Rare diseases affect roughly one in 17 people at some point in their lives, and many of those conditions are paediatric. The so-called “diagnostic odyssey” — the years some families spend moving from specialist to specialist without a clear answer — is a well-documented problem in healthcare systems around the world, including the NHS.

The promise of AI-assisted re-analysis is that it could help reduce that odyssey. But it won’t happen overnight, and it won’t happen without specialist clinical infrastructure to review whatever the AI surfaces. The 18 diagnoses in this study came through a rigorous process at one of the world’s leading children’s hospitals, with expert human review at every stage.

And that’s the honest caveat here. The technology is promising. The early results are real. But scaling this to routine clinical use — with the safeguards that patients deserve — is a different challenge entirely.

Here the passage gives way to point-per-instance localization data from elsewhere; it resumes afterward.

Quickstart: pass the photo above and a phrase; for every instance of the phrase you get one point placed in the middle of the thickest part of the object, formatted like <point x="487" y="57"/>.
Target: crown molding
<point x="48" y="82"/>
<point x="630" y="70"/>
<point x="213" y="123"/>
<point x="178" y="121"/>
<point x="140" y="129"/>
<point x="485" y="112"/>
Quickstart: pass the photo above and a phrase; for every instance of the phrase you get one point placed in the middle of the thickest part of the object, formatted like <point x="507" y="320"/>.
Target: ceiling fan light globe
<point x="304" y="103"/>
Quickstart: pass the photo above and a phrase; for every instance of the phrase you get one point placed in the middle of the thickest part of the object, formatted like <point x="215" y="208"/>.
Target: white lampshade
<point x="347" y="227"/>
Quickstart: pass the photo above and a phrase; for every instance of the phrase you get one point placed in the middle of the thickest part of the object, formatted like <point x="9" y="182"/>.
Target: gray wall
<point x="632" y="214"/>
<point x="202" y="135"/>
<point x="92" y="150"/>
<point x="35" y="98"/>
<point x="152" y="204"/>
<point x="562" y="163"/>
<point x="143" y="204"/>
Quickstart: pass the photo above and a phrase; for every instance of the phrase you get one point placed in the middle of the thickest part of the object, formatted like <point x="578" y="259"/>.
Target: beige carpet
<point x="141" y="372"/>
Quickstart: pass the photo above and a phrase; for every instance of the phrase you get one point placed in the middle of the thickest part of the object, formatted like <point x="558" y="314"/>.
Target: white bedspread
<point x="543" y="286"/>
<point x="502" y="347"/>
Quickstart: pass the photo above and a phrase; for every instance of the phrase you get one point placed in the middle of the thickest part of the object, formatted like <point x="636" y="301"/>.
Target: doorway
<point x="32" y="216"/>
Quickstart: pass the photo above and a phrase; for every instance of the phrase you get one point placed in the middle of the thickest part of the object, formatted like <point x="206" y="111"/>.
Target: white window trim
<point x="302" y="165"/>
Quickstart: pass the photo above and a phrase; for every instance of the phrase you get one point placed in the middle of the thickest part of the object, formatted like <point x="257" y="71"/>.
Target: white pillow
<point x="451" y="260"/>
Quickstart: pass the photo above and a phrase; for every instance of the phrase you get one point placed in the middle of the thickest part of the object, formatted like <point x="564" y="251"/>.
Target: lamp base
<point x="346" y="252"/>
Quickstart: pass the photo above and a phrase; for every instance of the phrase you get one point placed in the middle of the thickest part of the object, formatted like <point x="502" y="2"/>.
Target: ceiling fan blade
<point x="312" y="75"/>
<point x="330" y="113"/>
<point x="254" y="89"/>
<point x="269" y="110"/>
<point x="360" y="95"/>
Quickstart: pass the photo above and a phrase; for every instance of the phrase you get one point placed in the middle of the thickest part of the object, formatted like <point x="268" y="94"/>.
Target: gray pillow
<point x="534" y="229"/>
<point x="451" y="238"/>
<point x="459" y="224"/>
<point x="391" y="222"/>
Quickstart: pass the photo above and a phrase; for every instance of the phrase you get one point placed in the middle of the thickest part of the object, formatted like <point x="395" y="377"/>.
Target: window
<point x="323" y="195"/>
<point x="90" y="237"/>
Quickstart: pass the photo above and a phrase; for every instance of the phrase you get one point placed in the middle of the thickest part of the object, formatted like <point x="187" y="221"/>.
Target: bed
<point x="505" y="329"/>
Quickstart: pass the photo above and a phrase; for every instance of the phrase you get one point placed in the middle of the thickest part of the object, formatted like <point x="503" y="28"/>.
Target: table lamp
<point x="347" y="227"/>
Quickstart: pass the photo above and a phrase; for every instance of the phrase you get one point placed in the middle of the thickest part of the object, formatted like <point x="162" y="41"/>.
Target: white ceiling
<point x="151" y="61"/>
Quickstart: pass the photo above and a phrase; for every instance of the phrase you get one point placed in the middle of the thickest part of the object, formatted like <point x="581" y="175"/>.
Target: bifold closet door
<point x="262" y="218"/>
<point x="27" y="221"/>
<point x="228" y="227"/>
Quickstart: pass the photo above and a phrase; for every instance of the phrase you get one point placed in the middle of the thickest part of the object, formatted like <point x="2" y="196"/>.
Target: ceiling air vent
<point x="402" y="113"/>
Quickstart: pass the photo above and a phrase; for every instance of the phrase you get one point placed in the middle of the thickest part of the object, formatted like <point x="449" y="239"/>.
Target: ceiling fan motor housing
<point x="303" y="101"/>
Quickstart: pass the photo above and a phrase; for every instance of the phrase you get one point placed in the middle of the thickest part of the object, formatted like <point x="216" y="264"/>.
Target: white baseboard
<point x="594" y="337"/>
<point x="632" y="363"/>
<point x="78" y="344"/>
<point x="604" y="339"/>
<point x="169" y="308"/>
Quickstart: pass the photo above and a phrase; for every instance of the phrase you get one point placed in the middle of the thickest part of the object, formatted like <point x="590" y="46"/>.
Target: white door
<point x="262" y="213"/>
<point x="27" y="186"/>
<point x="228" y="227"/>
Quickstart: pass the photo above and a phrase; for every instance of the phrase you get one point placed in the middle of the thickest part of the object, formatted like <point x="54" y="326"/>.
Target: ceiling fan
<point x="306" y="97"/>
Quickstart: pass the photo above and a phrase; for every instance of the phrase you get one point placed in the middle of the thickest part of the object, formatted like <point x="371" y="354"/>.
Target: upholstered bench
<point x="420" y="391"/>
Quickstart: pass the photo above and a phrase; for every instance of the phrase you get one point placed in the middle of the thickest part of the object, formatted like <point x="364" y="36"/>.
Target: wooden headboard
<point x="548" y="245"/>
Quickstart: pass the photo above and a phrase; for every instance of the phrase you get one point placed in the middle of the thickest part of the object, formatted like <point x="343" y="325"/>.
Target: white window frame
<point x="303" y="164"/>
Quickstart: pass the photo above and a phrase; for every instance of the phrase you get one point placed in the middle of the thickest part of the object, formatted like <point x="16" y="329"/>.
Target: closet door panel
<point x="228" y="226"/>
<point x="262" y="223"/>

What This Means for Kent Residents

There is no confirmed involvement from NHS Kent and Medway or any Kent hospital in this research. But for families here in Kent who are living through a rare disease diagnostic odyssey with a child, this study is a meaningful development to follow. If AI-assisted case re-analysis methods like those used at Boston Children’s Hospital are eventually adopted within NHS specialist pathways, it could in principle benefit patients referred through UK rare disease networks — including those from Kent. For now, it’s a research finding rather than an available service, but it’s the kind of work that shapes where NHS diagnostic medicine heads next.